闪电代写 -代写CS作业_CS代写_Finance代写_Economic代写_Statistics代写_代码代做_IT代写_加急帮助

Hello, dear friend, you can consult us at any time if you have any questions, add WeChat: daixieit

MDS5130 Project

Due date: May 9, 2022

❼ Outstanding projects will be invited to give a presentation on April 26, 2023. Students

who have given a presentation can receive maximum 10 bonus points in their final exam.

❼ Students who want to present their work need to submit the project by April 19, 2023.

Submissions after April 19 will not be invited for presentation. All students can revise their work before May 9, 2023.

❼ The submitted codes must be clearly written in a R file with an output MSE.
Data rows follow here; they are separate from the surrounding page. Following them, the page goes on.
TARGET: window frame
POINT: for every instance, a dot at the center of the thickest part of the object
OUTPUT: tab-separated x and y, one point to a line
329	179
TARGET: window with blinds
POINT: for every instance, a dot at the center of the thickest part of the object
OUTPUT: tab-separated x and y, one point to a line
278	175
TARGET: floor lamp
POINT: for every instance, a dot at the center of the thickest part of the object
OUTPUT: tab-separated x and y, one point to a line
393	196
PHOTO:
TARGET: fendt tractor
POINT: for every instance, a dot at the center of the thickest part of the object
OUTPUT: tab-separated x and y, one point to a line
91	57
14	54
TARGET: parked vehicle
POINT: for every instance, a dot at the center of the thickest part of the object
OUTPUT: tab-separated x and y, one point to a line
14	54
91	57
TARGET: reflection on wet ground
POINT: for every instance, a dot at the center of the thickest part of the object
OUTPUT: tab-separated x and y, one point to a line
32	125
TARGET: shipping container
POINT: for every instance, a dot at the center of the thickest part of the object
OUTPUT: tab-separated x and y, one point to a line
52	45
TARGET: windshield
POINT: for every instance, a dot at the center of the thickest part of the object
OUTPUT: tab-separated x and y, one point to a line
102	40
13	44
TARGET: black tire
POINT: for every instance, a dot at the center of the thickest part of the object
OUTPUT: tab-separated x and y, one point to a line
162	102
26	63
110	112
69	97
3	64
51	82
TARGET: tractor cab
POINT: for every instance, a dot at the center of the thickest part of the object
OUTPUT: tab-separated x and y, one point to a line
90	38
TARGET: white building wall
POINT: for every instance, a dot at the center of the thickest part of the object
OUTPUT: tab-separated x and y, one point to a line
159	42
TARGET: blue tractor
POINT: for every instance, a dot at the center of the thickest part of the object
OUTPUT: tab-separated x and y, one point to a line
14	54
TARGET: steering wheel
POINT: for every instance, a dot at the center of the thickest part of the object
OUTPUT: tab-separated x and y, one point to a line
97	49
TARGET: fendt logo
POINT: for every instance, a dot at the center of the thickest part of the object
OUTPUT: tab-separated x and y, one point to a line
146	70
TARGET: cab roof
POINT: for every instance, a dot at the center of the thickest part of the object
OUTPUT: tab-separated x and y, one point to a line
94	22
❼ A report to describe your analysis is required.

1 Background

In this project, we will analysis a dataset about horse racing. Let’s have a brief introduction of horse racing. In a particular game, there are 14 horses racing. Before a particular time tfinal , people are allowed to bet which horse can win the game. Let bi (t) be the total amount betting on horse i at time t. Note that bi (t) is increasing before tfinal . After the game, we have bi (tfinal ) being bet on horse i for i = 1, . . . , 14. If horse I wins the game, people who bet on horse I can get the dividend

dI(f) = dI (tfinal ) = (1 − ∇) 对j(n)=1 bj (tfinal )

for each $1 bet, here ∇ = 0.175 is the percentage track-take. Note that the dividends

(1 − ∇) 对j(n)=1 bj (t)

bi (t)

for horse i, i = 1, . . . , 14, are known by all gamers at time t < tfinal . As bi (t) is time varying, so does di (t).

Now suppose we have some insider information and we believe that we know the “true” winning probability πi of each horse i. Since we will only make a bet on horse i if the expected return is greater than 1/πi , so one betting strategy is betting on horse i if di(f) > 1/πi . However, we don’t know di(f) at time we bet (tbet ). Let bi = bi (tbet ), di = di (tbet ), fi W be the amount we bet on horse i at tbet and Ci be the amount bet on horse i by other parties after tbet . Then

we have

bi + Ci + fi W .

The unknown quantities here are Ci for i = 1, . . . , 14. In this project, your task is to estimate Csum =对 Ci before tbet .

2 Data

The datasets “data20XX.RData” with XX=14,15,16,17,18 are given. They all have the same set of column names, which are

❼ ID: It is of the form “yyyymmddrr”, which means Year yyyy Month mm Date dd Race

rr. Note that there are more than one race on each day and the number of races can be different on each day.

❼ WIN POOL.x: The total amount in the pool at time tbet .

❼ WIN POOL.y: The total amount in the pool at time tfinal . Hence Csum is the

difference between WIN POOL.y and WIN POOL.x.

❼ WIN TAKE.x: ∇ = 0.175. It is the same as WIN TAKE.y.

❼ WIN ODDS i.x: di = di (tbet ). If it is 0, it means that horse i actually was not in

the race.

❼ WIN ODDS i.y: di(f) = di (tfinal ). If it is 0, it means that horse i actually was not in

the race.

❼ WIN MODEL i.x: “True” winning probability πi . If it is 0, it means that horse i

actually was not in the race. It is the same as WIN MODEL i.y.

❼ WIN TIME.y The “yyyymmdd” part of ID.

❼ WIN NUMBER.y The “rr”part of ID.

In this project, you are required to forecast Csum for each race in data2018.RData. Note that you MUST only use the information BEFORE tbet to forecast the Csum in a particular race. Let N be the total number of races in 2018, R2018 be the set of all races in 2018, xr be the true Csum on Race r and r be your forecast.